There is a short break and out pops Mix Master Mike. The crowd kick-starts alive, jumps to its feet. Just like that, the place is rocking. This DJ is amazing. His sounds are fat and deep grooving, filling the hall, able to leap buildings in a single bound. The music is deep, rich, textured, turbocharged. Out come the Beasties dancing, bobbing and weaving in front of five large projection screens that move around while various images stream by. An incredible multi-media presentation will go on throughout the entire performance.

After a few tunes, one of them says, “Kerry said in his concession speech, ‘we should all come together now,’ and all I can say is ‘F___ that s___!’ ” The place erupts in laughter. The Beasties are like the Three Stooges of rap, and consummate pros as well. Mix Master Mike is behind the Boys and on a raised platform. They break into “Shake Your Rump” from Paul’s Boutique. Crowd has become one solid block of coherence, heads bobbing, eyes watching, and feet grooving, singing along sometimes. It’s a younger crowd predominately but mixed in among all ages.

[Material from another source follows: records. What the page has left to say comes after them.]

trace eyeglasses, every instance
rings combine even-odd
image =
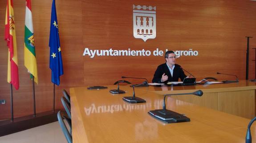
[[[176,56],[171,57],[168,57],[167,58],[176,58],[177,57]]]

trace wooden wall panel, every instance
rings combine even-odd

In our skybox, a Sauk City man’s 12-year-old son is experiencing his very first concert. He likes it. Mix Master does a solo turntables thing, wicked pyrotechnics and all. Out floats a stage that looks like a Filipino taxi complete with dangling strings of lights. The Beasties plus two others (congas and keys) are wailing away. They are dressed in powder blue wedding tuxedoes, cheesy enough for the Dairy State, and, to my delight, perform several songs from The In Sound from Way Out.

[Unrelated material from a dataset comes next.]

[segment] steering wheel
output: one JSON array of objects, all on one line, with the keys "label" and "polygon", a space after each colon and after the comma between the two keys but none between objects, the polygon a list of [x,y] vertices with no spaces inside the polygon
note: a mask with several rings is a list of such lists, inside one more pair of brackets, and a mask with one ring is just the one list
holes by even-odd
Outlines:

A brief interlude transpires. Previously recorded fans are displayed on screen requesting favorite songs. After ten minutes, the Boys reemerge. They have changed from grey jumpsuits with white stripes and baseball caps to orange shirts, jeans, and tennis shoes. The music pumps, the Beasties wangle and weave with stumble, swank, and swagger spewing rhymes, the crowd thrusting fists in the air. Images of Shiva and Hanuman light up the screens. “So what’cha what’cha what’cha want…”

After an hour and a half, they say, “For real, we love you all here in Madison,” and smoke into “Intergalactic.” Disappearing for a moment, they suddenly reappear up in the second tier in the middle of the arena, singing and dancing right in the audience. When they leave, people clamp and stomp, screaming for more. Poof, stage lights up again, and they are back on stage with their instruments.

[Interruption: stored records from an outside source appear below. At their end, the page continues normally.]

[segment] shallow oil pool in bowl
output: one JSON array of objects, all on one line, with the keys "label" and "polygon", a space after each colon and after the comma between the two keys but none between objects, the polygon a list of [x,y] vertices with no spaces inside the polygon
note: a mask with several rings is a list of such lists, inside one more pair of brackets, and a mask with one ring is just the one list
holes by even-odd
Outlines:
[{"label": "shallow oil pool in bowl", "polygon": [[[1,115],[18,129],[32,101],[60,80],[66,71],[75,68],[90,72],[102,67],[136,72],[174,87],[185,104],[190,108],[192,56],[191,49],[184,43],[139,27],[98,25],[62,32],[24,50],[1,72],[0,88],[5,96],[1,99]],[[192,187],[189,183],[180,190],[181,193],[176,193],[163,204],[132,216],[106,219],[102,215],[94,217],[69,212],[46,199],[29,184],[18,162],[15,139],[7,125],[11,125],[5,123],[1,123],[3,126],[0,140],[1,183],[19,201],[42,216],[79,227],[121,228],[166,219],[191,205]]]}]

“I hope you had a special time. We did,” they say with a certain mock deadpan sincerity. “No sleep. Sleep is the cousin of death. George Bush is not invited to this party. The Right Wing is not going to stop us from having fun. George Bush is the cousin of death. This song is for them. It’s called ‘Sabotage.’ ”

The Beasties rip into a driving fierce rampage of a tune and then launch several more before gracefully exiting and leaving the audience enraptured, the old school way.
Maybe there’s hope for the republic after all.

But then isn’t hopelessness a kind of Zen thing anyway?